Nadal sporym echem odbija się huczna impreza urodzinowa Roberta Mazurka, w której uczestniczyli m.in. posłowie wszystkich opcji. W tym czasie w Sejmie Marian Banaś składał raport ze swojej działalności przy niemal pustej sali.
Marian Banaś postanowił zakpić z posłów, którzy wybrali imprezę urodzinową Roberta Mazurka, zamiast uczestnictwa w posiedzeniu w Sejmie. W tym samym momencie prezentował on w parlamencie raport ze swojej działalności na stanowisku szefa Najwyższej Izby Kontroli.
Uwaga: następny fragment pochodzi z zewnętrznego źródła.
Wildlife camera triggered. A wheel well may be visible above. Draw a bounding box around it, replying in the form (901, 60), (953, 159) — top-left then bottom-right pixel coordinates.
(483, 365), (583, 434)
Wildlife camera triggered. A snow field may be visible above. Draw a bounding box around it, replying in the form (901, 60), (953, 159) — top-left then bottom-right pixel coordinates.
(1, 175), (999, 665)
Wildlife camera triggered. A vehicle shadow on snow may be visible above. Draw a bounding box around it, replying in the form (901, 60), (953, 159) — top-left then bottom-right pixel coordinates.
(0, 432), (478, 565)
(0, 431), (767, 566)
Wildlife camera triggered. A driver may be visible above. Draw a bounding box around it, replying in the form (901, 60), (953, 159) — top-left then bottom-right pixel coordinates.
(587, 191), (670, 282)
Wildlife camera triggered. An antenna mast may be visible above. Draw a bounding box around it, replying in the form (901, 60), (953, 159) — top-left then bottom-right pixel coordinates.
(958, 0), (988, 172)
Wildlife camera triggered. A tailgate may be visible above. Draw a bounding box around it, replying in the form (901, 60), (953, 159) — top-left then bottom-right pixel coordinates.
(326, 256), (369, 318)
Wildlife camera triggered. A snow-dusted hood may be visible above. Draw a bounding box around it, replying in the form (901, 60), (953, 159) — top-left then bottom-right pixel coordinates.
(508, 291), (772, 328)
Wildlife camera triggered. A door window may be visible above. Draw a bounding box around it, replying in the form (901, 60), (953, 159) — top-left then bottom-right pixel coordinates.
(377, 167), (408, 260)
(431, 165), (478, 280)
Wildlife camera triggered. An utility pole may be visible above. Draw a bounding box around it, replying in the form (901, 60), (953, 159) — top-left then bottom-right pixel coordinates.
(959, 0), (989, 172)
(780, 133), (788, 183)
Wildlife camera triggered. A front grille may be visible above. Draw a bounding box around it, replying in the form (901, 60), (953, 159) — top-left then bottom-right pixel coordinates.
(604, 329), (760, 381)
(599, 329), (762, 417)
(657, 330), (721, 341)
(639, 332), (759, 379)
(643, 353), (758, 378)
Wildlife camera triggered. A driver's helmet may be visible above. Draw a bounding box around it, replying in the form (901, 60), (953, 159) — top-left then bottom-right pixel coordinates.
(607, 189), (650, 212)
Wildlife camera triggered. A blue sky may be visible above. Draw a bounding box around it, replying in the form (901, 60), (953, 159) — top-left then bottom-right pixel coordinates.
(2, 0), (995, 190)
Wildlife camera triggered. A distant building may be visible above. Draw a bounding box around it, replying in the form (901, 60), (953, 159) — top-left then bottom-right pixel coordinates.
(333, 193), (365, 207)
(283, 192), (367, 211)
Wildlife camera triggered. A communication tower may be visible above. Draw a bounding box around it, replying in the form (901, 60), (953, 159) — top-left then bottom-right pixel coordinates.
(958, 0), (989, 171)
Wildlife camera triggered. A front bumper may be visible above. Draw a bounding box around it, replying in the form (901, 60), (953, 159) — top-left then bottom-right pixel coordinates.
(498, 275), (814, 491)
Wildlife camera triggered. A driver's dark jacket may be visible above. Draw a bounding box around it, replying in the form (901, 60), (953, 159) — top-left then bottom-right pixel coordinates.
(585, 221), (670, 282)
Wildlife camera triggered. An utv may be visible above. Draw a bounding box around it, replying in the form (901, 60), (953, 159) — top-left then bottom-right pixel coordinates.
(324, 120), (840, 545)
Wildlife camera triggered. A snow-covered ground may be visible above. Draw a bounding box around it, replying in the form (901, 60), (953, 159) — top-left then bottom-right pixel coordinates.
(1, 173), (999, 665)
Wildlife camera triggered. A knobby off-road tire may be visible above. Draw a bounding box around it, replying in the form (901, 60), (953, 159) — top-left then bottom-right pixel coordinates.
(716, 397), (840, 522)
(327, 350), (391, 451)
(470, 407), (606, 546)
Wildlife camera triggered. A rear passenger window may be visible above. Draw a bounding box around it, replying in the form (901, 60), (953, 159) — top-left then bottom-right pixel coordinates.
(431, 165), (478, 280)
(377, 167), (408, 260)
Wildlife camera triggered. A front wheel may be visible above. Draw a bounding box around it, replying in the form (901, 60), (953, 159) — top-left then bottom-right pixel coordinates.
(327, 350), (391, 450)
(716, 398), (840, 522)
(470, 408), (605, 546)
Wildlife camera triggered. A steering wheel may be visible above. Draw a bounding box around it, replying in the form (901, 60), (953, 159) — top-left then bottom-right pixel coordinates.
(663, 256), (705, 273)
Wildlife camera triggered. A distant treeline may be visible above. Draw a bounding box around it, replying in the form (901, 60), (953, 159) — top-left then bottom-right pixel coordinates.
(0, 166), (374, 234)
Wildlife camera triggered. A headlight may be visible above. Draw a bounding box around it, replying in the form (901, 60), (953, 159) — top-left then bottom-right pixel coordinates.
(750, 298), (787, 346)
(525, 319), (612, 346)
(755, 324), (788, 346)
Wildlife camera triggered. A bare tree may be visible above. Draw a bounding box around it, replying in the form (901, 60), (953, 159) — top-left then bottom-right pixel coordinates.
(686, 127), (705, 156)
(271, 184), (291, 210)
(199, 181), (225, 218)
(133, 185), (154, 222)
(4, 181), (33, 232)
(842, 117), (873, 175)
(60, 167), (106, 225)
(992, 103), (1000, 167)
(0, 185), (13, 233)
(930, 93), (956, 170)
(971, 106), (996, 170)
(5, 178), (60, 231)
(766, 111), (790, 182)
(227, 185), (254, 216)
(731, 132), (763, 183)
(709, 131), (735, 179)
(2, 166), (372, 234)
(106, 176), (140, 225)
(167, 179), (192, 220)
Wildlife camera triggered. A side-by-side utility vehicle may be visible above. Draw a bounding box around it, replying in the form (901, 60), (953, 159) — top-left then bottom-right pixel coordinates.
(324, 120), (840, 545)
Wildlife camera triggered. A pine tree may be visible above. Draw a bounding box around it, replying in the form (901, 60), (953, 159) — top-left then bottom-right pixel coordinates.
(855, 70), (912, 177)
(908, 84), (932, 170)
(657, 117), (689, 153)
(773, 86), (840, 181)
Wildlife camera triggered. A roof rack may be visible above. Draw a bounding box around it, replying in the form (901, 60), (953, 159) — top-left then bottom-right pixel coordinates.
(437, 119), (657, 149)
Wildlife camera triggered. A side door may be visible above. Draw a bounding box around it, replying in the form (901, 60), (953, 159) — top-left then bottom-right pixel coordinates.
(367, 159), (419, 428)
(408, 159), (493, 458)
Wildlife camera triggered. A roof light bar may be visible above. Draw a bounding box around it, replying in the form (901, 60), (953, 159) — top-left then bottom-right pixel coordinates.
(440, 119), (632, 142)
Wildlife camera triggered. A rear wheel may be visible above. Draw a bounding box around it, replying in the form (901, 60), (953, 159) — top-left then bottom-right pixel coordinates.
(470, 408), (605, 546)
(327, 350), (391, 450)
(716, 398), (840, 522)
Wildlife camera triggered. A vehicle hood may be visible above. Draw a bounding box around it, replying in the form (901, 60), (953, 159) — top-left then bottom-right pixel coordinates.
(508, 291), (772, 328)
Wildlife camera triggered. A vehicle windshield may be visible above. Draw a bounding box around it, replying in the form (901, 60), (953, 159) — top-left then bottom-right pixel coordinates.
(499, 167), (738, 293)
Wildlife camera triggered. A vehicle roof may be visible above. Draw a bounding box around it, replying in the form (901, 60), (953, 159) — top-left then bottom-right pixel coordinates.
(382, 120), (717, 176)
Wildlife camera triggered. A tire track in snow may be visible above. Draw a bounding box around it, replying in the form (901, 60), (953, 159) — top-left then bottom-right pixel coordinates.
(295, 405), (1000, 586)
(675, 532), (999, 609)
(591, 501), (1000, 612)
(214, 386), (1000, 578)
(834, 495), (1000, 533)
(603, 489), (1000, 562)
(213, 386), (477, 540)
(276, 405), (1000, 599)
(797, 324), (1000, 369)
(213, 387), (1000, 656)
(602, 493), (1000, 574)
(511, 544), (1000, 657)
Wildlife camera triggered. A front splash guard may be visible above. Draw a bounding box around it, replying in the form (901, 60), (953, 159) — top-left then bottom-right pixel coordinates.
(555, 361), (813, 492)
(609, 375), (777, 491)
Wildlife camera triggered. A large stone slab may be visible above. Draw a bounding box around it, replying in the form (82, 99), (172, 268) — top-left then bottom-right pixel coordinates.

Przemawiał do niemal pustej sali plenarnej.
Za pośrednictwem mediów społecznościowych Banaś w żartobliwy sposób wyraził żal, że nie otrzymał zaproszenia na imprezę. „Mam trochę żal do redaktora Roberta Mazurka. Gdyby mnie zaprosił na urodziny mógłbym przedstawić sprawozdanie z działalności NIK większej liczbie posłów niż była w Sejmie” – kpił.
Przypomnijmy, impreza z okazji 50. urodzin redaktora radia RMF FM Roberta Mazurka wywołała potężną burzę. Wszystko za sprawą zdjęć, na których widać było polityków zarówno obozu rządzącego, jak i opozycji. Wspólnie uczestniczyli w przyjęciu i bawili się przy alkoholu. Co gorsza dokładnie w tym samym czasie trwało posiedzenie Sejmu, na którym szef NIK Marian Banaś prezentował sprawozdanie ze swojej działalności.
Czytaj także: Cymański o urodzinach Mazurka: „Taka impreza to jest błogosławieństwo”
W sieci wybuchł skandal. Pod adresem polityków posypały się gromy. Zarzucono im, że emocjonalna i ostra walka polityczna toczy się pomiędzy nimi jedynie przed obiektywami kamer, a za kulisowo wspólnie spożywają alkohol i razem się bawią.